We love and appreciate you all!

March 10, 2017

You Can't do Life Alone.

Today I sat with an amazing young man. Without the advantage that comes with age, he is bravely navigating the difficult road that lies before him. He has had the wisdom to REACH OUT to others for help. He is asking the tough questions, and expects real answers. I am so glad Caleb considered him a friend. And that he sat with me and spoke honestly and openly about his journey. I pray we get a chance to walk along this path called life together for a while.

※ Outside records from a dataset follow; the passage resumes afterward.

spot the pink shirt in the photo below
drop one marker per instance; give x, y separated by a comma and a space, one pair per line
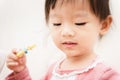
95, 71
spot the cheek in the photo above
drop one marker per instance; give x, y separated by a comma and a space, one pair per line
89, 39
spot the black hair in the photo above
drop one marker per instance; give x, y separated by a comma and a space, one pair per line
99, 7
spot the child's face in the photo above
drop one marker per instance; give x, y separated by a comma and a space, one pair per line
74, 28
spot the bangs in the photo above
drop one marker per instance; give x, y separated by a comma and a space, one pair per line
51, 4
99, 7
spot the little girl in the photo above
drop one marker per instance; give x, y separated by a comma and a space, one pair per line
76, 26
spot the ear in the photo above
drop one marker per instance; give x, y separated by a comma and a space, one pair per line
106, 25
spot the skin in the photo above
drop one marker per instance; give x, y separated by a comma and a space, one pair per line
75, 30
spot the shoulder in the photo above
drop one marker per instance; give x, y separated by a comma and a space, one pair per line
108, 73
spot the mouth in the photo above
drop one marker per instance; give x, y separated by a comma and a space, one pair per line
69, 44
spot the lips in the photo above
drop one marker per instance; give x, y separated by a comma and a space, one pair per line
69, 44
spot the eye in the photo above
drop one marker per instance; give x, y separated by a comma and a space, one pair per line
57, 24
80, 24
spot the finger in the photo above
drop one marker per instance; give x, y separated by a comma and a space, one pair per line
12, 56
12, 64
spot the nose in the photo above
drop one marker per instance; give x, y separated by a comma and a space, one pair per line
67, 31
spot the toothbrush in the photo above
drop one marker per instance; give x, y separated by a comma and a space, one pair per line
25, 51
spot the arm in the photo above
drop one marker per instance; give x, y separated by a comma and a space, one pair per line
23, 75
110, 74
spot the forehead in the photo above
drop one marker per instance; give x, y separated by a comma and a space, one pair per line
71, 3
77, 7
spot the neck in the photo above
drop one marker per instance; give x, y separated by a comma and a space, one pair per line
81, 58
78, 62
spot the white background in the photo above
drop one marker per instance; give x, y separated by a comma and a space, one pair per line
22, 23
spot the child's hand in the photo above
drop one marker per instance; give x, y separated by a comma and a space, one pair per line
15, 63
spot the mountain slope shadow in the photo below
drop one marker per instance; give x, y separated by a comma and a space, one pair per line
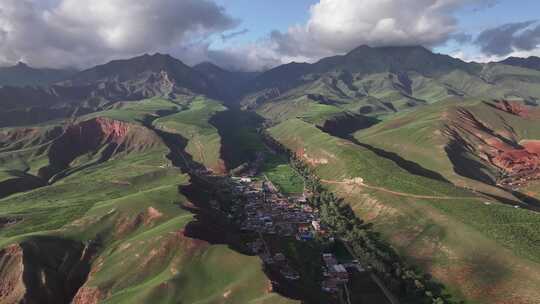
407, 165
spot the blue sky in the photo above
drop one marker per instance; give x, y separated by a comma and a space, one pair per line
260, 17
81, 33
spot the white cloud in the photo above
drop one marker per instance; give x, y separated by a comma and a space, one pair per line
338, 26
86, 32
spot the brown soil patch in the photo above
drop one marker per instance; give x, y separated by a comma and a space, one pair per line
87, 295
514, 108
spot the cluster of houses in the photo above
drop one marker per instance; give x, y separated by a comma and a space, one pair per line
269, 212
334, 273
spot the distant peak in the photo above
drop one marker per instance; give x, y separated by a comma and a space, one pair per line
21, 64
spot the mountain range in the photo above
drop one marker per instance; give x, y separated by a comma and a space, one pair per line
115, 181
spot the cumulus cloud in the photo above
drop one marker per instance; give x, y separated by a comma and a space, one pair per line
227, 37
338, 26
86, 32
510, 38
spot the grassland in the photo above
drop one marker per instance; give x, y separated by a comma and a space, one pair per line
139, 111
130, 208
204, 141
458, 238
277, 169
338, 160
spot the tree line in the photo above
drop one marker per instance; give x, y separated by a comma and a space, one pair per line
408, 283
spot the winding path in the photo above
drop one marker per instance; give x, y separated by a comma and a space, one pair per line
362, 185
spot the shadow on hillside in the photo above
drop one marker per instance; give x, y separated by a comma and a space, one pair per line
409, 166
239, 139
212, 226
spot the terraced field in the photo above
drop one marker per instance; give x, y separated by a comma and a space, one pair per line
121, 224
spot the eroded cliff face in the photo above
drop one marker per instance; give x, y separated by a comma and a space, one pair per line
12, 287
100, 138
517, 160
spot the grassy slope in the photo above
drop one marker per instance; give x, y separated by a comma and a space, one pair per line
204, 142
417, 136
277, 169
435, 234
142, 259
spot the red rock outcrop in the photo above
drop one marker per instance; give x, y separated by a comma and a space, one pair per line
513, 107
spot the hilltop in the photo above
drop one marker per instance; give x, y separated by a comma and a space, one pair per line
113, 180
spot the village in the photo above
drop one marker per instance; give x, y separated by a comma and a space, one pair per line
269, 213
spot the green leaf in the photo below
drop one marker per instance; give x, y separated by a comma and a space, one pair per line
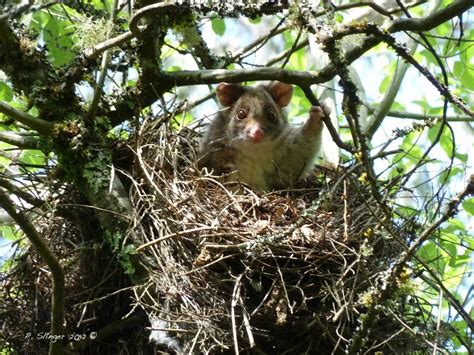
464, 74
255, 20
468, 206
218, 26
8, 232
6, 93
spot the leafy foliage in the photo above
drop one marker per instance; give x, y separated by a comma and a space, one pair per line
80, 82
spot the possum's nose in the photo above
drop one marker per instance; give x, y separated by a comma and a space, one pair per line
256, 134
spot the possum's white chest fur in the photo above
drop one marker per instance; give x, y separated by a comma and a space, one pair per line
256, 163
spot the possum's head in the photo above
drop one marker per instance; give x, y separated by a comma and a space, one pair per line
255, 114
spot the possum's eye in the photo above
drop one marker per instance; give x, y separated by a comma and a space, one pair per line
272, 116
241, 114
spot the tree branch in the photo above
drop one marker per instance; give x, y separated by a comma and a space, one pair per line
19, 141
421, 116
38, 124
456, 8
32, 200
57, 272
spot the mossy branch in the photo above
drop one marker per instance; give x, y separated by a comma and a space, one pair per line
57, 272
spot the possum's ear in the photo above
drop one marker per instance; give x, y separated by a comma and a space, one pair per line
281, 93
227, 94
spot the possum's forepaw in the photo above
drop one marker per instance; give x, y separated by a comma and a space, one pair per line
314, 124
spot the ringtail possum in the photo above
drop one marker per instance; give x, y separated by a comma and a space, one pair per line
252, 141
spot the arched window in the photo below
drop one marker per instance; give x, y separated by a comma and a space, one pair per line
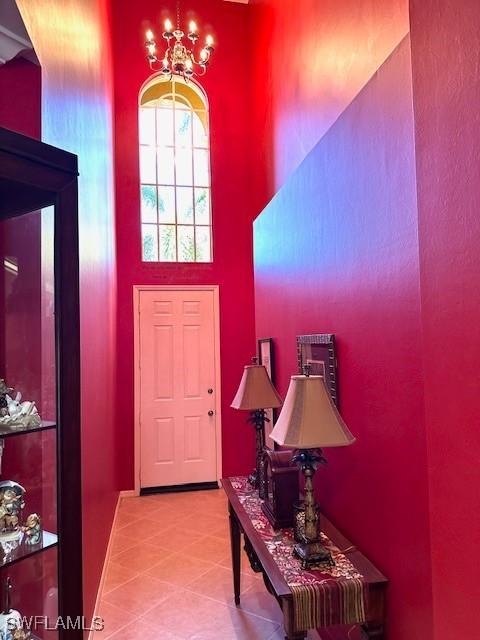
174, 172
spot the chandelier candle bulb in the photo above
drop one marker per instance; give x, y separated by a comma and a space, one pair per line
209, 41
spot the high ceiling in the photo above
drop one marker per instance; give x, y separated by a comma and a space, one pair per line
14, 39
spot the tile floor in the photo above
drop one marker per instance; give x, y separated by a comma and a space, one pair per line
169, 575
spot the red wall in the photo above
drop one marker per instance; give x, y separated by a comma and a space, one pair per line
446, 59
312, 59
225, 85
336, 250
72, 40
20, 87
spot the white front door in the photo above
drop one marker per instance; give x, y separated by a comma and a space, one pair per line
177, 345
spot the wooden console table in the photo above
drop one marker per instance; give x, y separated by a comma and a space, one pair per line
371, 619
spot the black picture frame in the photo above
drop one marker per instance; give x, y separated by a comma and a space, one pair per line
266, 357
319, 351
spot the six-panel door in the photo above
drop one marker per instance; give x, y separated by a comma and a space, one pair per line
177, 387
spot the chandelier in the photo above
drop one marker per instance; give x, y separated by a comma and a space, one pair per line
178, 58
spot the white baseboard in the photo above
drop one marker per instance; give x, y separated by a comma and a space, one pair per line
107, 556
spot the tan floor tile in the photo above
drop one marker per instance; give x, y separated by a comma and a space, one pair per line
141, 557
120, 543
125, 517
117, 575
235, 625
202, 523
209, 548
169, 539
217, 583
140, 594
144, 528
198, 618
179, 569
139, 630
113, 618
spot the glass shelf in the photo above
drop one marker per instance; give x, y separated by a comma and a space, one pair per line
6, 432
22, 550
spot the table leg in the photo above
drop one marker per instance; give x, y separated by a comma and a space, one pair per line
374, 631
289, 622
236, 550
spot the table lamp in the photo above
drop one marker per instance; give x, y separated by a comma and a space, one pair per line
308, 422
255, 394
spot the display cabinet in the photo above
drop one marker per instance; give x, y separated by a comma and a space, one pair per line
40, 480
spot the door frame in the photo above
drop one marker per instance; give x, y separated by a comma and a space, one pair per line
137, 289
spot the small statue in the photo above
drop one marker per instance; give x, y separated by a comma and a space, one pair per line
11, 620
11, 505
20, 414
32, 529
4, 391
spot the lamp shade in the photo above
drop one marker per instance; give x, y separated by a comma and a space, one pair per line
256, 390
309, 419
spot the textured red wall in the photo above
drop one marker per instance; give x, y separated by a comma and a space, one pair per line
312, 59
446, 60
20, 87
225, 85
72, 40
336, 251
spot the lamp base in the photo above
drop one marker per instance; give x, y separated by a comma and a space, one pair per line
312, 553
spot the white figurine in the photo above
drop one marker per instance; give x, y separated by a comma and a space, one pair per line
20, 415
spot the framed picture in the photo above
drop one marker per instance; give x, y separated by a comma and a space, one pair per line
265, 357
318, 350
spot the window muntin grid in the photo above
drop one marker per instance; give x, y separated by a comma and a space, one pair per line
175, 189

Any other person that wants to REACH OUT, talk, ask questions. I am here to listen and encourage. BE THE ONE starts with realizing you can't do life alone! I want to help, it helps me.

March 9, 2017

Be The One.

Thank you to Deana Dennis Rollins who gave a wonderful talk about mental illness and spotting the signs of depression. She offered the youth of Holston Creek Baptist a challenge. To BE THE ONE. And they are having bracelets made with BE THE ONE on one side with CZ on the other. What an amazing gesture!





March 7, 2017

What's on my mind?

What's on my mind? Caleb, I love you, I miss you, the pain you left behind overwhelms me.                                                                                                                                                                        

March 4, 2017

Private Memorial

Today, we will have the private memorial for Caleb. The majority of the room won't be casual acquaintances or students I don't really know. It will be filled with our family and those we have a close bond to. Those people who have touched our lives in a profound way. It will be filled with others who have suffered greatly along with us these past three weeks. I guess it's the service that we are supposed to officially say goodbye to Caleb. 

I kinda did that my last day in Charleston, but I don't think I will ever truly say goodbye, and I don't think we are supposed to. Caleb will be a part of every one of my days for the rest of my life. I'm sure some days will make me mad because "he was supposed to be here for this", but hopefully, most will bring a smile and a great memory. Though you are breaking my heart, I love Caleb.